To provide Confluent a support bundle of all the required information for debugging, run the following command, using Confluent plugin.

kubectl confluent support-bundle --namespace <namespace>

Confluent for Kubernetes aggregates information, such as events, Kubernetes versions, the log, Confluent APIs status, in a tar.gz file for you to upload to the Confluent Support site.

Logs

Logs are sent directory to STDOUT for each pod. Use the command below to view the logs for a pod:

kubectl logs <pod-name> -n <namespace>

Metrics

  • JMX metrics are available on port 7203 of each pod.
  • Jolokia (a REST interface for JMX metrics) is available on port 7777 of each pod.

Debug

There are several types of problems that can go wrong while using Confluent for Kubernetes (CFK):

  • A problem happens while deploying CFK.

  • A problem exists at the infrastructure level.

    Something has gone wrong at the Kubernetes layer.
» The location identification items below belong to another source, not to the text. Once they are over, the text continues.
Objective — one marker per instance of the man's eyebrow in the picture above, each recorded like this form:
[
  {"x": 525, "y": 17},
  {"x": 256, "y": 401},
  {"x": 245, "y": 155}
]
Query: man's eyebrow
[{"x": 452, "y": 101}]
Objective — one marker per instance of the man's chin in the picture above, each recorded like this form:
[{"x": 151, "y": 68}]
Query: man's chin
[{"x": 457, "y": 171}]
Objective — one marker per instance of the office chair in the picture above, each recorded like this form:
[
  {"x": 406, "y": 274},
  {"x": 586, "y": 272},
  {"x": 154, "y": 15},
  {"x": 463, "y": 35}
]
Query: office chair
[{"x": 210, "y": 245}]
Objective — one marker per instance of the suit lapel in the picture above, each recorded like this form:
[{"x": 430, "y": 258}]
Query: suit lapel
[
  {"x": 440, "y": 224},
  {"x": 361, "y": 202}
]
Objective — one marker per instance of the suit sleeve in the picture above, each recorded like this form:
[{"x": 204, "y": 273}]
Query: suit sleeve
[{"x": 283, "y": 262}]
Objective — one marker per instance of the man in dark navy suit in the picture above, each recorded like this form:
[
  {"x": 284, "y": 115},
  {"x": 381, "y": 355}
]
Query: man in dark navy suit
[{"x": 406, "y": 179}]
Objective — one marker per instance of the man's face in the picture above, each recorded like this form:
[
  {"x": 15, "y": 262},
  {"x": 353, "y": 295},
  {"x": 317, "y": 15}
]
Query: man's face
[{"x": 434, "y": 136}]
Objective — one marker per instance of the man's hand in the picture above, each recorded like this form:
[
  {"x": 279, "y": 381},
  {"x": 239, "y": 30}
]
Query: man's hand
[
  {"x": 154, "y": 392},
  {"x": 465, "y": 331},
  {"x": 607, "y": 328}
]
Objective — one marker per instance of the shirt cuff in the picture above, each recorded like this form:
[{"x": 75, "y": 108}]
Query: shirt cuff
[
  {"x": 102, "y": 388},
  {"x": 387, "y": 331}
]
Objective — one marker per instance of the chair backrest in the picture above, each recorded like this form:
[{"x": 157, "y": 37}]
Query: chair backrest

  • A problem exists at the application level.

    The infrastructure is fine but something has gone wrong with Confluent Platform itself. Typically, this is caused by how Confluent Platform components were configured.

To debug deployment problems, run the Helm install command with the --set debug="true" to enable verbose output:

helm upgrade --install confluent-operator \
  confluentinc/confluent-for-kubernetes \
  --namespace <namespace>
  --set debug="true"

Look for Kubernetes issues first, then debug Confluent Platform.

  1. Check for potential Kubernetes errors by entering the following command:

    kubectl get events -n <namespace>
    
  2. Check for a specific resource issue, enter the following command (using the resource type example pods):

    kubectl describe pods <podname> -n <namespace>
    
  3. If everything looks okay after running the commands above, check the individual pod logs using the following command:

    kubectl logs <pod name> -n <namespace>
    

    Confluent Platform containers are configured so application logs are printed to STDOUT. The logs can be read directly with this command. If there is anything wrong at the application level, like an invalid configuration, this will be evident in the logs.

    Note

    If a pod has been replaced because it crashed and you want to check the previous pod’s logs, add --previous to the end of the command above.

Troubleshooting problems caused by the datacenter infrastructure, such as virtual machine (VM) firewall rules, DNS configuration, etc., should be resolved by infrastructure system administrator.